Episode Six - "End of the World":
     "For a while in the 1970's, our town was run by a freaky cult," Leslie explains. "Every few years, the remaining members of the cult predict the world's gonna end. And they have an all-night vigil in the park.It's super annoying."
     "Tonight the followers of Reasonableism will be joining together to await the return of Zorp, the giant lizard god who will destroy the earth with his cleansing fire of judgement. Also, light refreshments will be served," Leslie said during a department meeting.
     "Why does the cult call themselves the Reasonableists?" Chris asks. "Well, they figured that if people criticize them, it'll seem like they're attacking something very reasonable," Leslie answers. "That's...weirdly brilliant..." Ben muses.
     "Headline idea: 'It's the End of the World as They Know It, But Pawnee Feels Fine.'" - Leslie. "It's a little long." - Shauna Mulway-Tweep. "Okay. How about 'Zorp Schmorp, Doomsday Prediction Falls Flat as Citizens Spend Pleasant Evening Enjoying One of Pawnee's Finest Parks'?" "Somehow, longer..." Shauna then asks if Ben is single, Leslie awkwardly stumbles all over herself trying to answer that question, and Shauna wanders over to Ben. "What's happening?" Ann asks. "The world is ending."
     "Can I speak with you about a personal matter?" Leslie asks Ron. "Normally, no. But given that there's only twenty minutes until the end of human existence, also no."
     "What's wrong?" Lucy asks Tom. "I don't know....after this is done I'm gonna be broke and I'm not gonna have a job...." "Well, if it's any consolation, this is honestly the best party I have ever been to." (She kisses him.) Tom is stunned for a minute, then he grins at the cameras. "You saw that. You saw that too!"

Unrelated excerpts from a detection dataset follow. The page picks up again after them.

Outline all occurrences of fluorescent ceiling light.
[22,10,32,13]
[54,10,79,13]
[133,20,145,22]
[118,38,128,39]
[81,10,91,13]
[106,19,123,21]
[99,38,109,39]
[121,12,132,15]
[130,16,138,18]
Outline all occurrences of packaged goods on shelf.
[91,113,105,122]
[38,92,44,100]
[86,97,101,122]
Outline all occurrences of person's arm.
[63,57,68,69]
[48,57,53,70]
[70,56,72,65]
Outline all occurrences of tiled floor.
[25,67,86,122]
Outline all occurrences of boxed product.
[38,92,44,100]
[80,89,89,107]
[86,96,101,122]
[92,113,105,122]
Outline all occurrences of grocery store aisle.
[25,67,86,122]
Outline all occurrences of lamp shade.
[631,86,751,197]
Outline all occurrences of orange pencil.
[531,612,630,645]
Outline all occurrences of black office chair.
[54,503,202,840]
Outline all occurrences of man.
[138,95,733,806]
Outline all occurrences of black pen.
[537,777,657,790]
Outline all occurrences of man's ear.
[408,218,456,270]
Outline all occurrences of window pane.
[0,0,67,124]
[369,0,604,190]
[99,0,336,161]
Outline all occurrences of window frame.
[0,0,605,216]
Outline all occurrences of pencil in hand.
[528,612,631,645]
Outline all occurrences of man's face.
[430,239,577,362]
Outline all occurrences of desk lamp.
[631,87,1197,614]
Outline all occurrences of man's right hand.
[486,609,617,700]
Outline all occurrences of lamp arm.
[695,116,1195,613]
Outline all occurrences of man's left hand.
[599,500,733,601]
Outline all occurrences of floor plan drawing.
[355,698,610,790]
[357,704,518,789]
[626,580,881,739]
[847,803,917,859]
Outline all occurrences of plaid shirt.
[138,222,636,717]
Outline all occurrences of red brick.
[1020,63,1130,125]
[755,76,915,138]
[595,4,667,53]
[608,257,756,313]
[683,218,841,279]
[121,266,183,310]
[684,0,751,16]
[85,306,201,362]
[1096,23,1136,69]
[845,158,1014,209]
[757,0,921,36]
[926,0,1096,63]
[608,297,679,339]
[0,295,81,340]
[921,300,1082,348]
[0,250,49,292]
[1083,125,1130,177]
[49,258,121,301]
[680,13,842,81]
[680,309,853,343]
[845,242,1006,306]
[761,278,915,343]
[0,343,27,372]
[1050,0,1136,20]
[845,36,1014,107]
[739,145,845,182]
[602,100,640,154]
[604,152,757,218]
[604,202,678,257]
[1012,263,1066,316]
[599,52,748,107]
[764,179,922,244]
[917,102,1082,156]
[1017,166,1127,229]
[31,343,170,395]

     (Andy and April arrive at the Grand Canyon) "It's so much more beautiful than I ever could have imagined." "Yeah....I'm trying to find a way to be annoyed by it, but I'm comin' up empty."

Episode Seven - "The Treaty":
     "I need a few more volunteers. Andy, will you be Iceland?" - Leslie's planning the Pawnee Central Model UN Meetings. "The bad guys from Mighty Ducks 2? Don't think so." "How 'bout Japan?" "The bad guys from Karate Kid II? Even worse. How about Germany? They've never been the bad guys." "Why don't you be Finland." "Okay." "And I'll be the Moon," April says sarcastically. "You're gonna be South Africa or....Pakistan." "I'm the Moon or I quit!" "April." "Moon or quit, man." "Fine. You be South Africa and you can also secretly run the Moon." "The Moon accepts your ridiculous proposal."
     "Uh, no, Leslie and I aren't dating any longer, but, uh...we're friends. So, uh...it's fun. It's just fun. It's fun... It's...fun - It is fun." At this point Ben silently pleads for help from the cameraman.
     "Sometimes your relentless cheeriness is confusing," Ann tells Chris.
     "I just wanted to say...that I thought it was really cool how everything fell apart in there," April tells Leslie, who is despondent in the hallway. "and also, maybe you should talk to Ben." "No. He's being a jerk." "Please? When Ben gets upset he becomes a really bad roommate. He takes really long sadness baths and makes me late for stuff." "I hate it here. I can't wait to graduate." (April grins.) "Yeah, but summer's gonna totally kick ass."